Proposition: Let $k$ be a field and $R=k[x_1,\dots,x_n]$ the polynomial ring with $x_i$ having degree $1$. Let $f_1,\dots,f_n$ be homogeneous elements such that $\deg(f_i)=s_i >0$ and they form an $R$-sequence. Then the length of $R/(f_1,\dots,f_n)$ is equal to $s_1 s_2 \cdots s_n$.
My approach: By considering exact sequences of the form $0 \rightarrow R/(f_1,\dots,f_m)(-s_{m+1}) \stackrel{f_{m+1}}{\rightarrow}R/(f_1,\dots,f_m) \rightarrow R/(f_1,\dots,f_{m+1}) \rightarrow 0$ we can compute the Hilbert series of $R/(f_1,\dots,f_n)$ as a function of $s_i$ and of the Hilbert series of $R$, the latter being just $1/(1-t)^n$, and we can evaluate it at $t=1$ to obtain the length. I can do the calculations for a given $n$, e.g. $n=2,3$ but i am having a hard time doing the computation for a general $n$, since the expression becomes somewhat complicated.
Question: I am wondering whether there exists an inductive proof of this result. The main obstacle of course is that we would probably have to induct on $n$, but $f_1,\dots,f_n$ contain all the intermediates $x_1,\dots,x_n$.
Remark: A direction that occurred to me is replacing one of the $f_i$ by some $x_i^{s_i}$. Then i would have to show that the new sequence is again regular and that the length of the two quotient rings is the same.

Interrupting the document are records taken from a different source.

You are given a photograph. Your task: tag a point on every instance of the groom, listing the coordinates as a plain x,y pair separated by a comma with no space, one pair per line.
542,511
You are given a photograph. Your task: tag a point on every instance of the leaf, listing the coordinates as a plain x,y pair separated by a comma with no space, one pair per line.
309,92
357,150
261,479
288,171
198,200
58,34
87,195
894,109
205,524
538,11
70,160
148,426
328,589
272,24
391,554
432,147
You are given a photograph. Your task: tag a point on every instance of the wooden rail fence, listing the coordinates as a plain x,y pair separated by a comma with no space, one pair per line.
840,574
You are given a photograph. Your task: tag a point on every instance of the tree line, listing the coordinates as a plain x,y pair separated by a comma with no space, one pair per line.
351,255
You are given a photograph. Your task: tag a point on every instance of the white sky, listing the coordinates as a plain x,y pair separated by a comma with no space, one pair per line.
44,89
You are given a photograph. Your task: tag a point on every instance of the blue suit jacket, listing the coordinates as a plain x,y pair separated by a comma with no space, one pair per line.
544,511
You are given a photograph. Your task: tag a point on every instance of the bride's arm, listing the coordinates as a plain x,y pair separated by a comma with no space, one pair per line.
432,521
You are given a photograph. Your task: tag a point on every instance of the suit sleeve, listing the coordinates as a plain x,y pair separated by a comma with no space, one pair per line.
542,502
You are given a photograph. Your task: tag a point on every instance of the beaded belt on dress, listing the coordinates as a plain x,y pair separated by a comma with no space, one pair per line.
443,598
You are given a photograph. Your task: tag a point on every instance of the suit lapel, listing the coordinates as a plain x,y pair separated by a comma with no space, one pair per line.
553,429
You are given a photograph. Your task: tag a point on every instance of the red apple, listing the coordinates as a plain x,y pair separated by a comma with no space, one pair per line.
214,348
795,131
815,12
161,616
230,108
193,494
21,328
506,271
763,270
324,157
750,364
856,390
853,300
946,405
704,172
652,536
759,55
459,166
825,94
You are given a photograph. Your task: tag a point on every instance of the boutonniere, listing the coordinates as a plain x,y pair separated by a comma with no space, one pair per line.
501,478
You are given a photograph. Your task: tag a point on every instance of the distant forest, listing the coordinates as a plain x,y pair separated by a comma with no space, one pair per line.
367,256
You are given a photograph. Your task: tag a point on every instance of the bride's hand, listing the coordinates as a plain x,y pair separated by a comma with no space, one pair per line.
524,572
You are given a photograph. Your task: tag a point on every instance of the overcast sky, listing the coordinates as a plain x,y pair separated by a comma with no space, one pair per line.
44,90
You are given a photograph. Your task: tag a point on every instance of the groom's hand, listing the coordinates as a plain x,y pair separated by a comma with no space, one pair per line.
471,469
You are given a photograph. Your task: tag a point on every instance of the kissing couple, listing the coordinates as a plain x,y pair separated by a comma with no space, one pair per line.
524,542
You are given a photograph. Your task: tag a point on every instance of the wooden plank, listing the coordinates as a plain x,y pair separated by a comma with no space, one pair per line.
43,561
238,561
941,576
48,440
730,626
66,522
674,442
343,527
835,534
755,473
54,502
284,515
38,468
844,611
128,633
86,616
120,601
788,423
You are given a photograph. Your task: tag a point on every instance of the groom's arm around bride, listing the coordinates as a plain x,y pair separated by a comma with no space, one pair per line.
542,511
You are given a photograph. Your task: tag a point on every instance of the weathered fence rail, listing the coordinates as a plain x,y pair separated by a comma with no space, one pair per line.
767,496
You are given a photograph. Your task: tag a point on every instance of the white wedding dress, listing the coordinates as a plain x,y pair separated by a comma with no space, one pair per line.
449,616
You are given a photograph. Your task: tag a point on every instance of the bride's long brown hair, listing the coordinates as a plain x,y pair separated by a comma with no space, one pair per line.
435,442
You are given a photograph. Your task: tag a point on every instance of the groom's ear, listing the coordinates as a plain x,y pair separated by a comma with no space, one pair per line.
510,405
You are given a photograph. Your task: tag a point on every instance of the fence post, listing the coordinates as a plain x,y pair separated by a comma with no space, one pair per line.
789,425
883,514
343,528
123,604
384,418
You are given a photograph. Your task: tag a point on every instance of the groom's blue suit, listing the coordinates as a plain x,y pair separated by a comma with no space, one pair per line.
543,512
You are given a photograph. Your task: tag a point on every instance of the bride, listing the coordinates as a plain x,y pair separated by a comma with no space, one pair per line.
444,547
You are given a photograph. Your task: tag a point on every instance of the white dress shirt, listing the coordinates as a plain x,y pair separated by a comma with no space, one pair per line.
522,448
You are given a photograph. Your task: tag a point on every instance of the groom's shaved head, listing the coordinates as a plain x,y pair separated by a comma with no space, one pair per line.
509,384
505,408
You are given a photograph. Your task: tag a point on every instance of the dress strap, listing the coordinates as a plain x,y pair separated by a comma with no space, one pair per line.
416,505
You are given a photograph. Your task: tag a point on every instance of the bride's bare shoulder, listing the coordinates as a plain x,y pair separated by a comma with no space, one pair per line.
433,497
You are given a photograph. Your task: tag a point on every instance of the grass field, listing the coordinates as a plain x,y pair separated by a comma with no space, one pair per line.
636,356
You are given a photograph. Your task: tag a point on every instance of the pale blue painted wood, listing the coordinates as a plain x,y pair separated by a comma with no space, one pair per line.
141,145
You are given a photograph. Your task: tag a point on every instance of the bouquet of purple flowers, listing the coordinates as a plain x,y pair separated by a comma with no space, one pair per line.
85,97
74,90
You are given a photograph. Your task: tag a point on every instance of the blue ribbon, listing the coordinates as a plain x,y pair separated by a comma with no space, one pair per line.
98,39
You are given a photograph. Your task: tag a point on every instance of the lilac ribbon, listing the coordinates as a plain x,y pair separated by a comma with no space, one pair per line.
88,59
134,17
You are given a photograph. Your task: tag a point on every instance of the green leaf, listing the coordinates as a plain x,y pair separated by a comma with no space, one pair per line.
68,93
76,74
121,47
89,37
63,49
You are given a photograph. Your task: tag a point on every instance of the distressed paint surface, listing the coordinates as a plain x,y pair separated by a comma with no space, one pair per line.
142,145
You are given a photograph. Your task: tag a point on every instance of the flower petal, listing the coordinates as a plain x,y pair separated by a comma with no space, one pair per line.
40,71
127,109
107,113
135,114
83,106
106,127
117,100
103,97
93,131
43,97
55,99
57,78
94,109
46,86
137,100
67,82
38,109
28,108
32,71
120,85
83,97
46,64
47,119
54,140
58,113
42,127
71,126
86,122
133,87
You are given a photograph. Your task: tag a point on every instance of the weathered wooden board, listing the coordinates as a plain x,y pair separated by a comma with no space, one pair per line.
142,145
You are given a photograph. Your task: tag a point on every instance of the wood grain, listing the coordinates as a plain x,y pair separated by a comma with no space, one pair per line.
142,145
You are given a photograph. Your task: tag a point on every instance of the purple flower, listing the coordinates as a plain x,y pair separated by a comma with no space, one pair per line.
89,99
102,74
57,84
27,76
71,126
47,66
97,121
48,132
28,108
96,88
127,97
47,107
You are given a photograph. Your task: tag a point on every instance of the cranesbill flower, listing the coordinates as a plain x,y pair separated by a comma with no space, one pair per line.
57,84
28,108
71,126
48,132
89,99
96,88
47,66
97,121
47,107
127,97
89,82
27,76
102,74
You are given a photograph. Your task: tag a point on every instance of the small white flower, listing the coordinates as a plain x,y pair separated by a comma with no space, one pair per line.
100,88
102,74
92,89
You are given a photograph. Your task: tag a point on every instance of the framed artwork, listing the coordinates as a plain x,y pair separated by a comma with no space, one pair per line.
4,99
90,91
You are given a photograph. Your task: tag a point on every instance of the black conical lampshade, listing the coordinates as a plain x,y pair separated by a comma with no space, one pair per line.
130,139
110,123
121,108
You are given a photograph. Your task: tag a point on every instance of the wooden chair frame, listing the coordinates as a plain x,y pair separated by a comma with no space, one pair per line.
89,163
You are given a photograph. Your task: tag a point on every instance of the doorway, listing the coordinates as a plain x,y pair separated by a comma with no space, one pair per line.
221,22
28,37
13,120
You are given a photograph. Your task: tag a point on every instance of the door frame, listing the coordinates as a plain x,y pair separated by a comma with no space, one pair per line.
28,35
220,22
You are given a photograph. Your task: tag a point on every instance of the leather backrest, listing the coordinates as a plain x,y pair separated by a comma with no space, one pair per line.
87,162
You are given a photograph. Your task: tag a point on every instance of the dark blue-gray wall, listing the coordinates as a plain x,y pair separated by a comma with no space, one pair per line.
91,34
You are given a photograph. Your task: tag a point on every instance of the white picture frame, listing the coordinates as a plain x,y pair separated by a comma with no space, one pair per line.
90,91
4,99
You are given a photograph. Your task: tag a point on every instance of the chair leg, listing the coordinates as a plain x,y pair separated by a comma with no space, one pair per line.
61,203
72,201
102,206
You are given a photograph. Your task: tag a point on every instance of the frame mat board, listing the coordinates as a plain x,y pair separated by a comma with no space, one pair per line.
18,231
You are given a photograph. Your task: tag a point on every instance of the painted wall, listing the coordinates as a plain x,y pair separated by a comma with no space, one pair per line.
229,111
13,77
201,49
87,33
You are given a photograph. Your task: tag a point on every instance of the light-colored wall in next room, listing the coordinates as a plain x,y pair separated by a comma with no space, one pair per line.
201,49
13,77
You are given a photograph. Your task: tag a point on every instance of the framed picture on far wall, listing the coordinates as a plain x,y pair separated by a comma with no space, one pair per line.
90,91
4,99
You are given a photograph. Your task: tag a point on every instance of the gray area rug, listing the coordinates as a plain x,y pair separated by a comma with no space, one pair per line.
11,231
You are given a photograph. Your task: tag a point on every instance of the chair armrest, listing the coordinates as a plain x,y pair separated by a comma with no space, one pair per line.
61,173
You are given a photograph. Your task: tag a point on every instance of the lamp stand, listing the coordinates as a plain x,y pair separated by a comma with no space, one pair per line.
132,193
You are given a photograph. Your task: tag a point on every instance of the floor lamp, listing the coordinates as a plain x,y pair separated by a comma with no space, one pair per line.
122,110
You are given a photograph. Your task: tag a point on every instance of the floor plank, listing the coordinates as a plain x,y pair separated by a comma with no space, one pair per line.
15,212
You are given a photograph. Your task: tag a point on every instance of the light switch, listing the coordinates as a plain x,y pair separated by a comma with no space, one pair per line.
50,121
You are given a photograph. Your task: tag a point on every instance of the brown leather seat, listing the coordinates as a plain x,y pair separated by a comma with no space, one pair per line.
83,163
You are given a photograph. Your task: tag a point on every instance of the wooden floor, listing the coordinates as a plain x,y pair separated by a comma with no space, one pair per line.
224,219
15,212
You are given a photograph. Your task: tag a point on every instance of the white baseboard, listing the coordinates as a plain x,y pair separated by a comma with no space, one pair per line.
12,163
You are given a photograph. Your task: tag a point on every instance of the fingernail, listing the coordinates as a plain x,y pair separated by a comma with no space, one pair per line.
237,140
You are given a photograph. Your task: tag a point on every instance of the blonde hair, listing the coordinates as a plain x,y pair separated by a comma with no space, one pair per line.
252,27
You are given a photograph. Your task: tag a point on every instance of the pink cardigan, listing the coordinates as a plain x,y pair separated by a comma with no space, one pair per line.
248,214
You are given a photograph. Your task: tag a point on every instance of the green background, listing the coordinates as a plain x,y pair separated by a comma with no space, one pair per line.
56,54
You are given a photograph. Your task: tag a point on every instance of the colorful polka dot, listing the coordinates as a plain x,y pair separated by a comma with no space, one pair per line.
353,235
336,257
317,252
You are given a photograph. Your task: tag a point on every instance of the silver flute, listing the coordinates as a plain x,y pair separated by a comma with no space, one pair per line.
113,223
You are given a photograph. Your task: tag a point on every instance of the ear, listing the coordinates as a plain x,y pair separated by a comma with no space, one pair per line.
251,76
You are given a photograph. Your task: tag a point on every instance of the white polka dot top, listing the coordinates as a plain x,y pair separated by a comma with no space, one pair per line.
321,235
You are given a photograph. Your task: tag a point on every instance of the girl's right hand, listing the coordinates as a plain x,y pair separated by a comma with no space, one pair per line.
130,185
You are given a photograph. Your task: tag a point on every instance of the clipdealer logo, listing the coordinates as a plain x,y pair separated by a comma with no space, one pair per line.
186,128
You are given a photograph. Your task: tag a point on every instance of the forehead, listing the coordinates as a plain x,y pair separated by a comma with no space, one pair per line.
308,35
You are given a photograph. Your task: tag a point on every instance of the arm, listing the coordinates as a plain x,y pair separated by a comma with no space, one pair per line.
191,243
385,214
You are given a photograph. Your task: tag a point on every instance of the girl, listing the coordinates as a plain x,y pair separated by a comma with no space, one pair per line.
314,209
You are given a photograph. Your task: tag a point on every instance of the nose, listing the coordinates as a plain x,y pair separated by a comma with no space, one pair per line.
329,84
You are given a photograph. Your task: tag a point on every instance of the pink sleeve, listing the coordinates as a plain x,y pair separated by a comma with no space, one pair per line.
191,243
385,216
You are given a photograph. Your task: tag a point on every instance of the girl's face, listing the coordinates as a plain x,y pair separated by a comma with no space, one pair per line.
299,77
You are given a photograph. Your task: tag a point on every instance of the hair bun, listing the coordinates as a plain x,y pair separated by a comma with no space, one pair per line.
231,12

But it is somewhat unclear how to proceed.
Using the following exact sequence $$0 \rightarrow R/(f_1,\dots,f_m)(-s_{m+1}) \stackrel{f_{m+1}}{\rightarrow}R/(f_1,\dots,f_m) \rightarrow R/(f_1,\dots,f_{m+1}) \rightarrow 0$$ you get $H_{R/(f_1,\dots,f_{m+1})}(t)=(1-t^{s_{m+1}})H_{R/(f_1,\dots,f_m)}(t)$.
Inductively $H_{R/(f_1,\dots,f_{m+1})}(t)=(1-t^{s_{m+1}})\cdots(1-t^{s_1})H_R(t)$.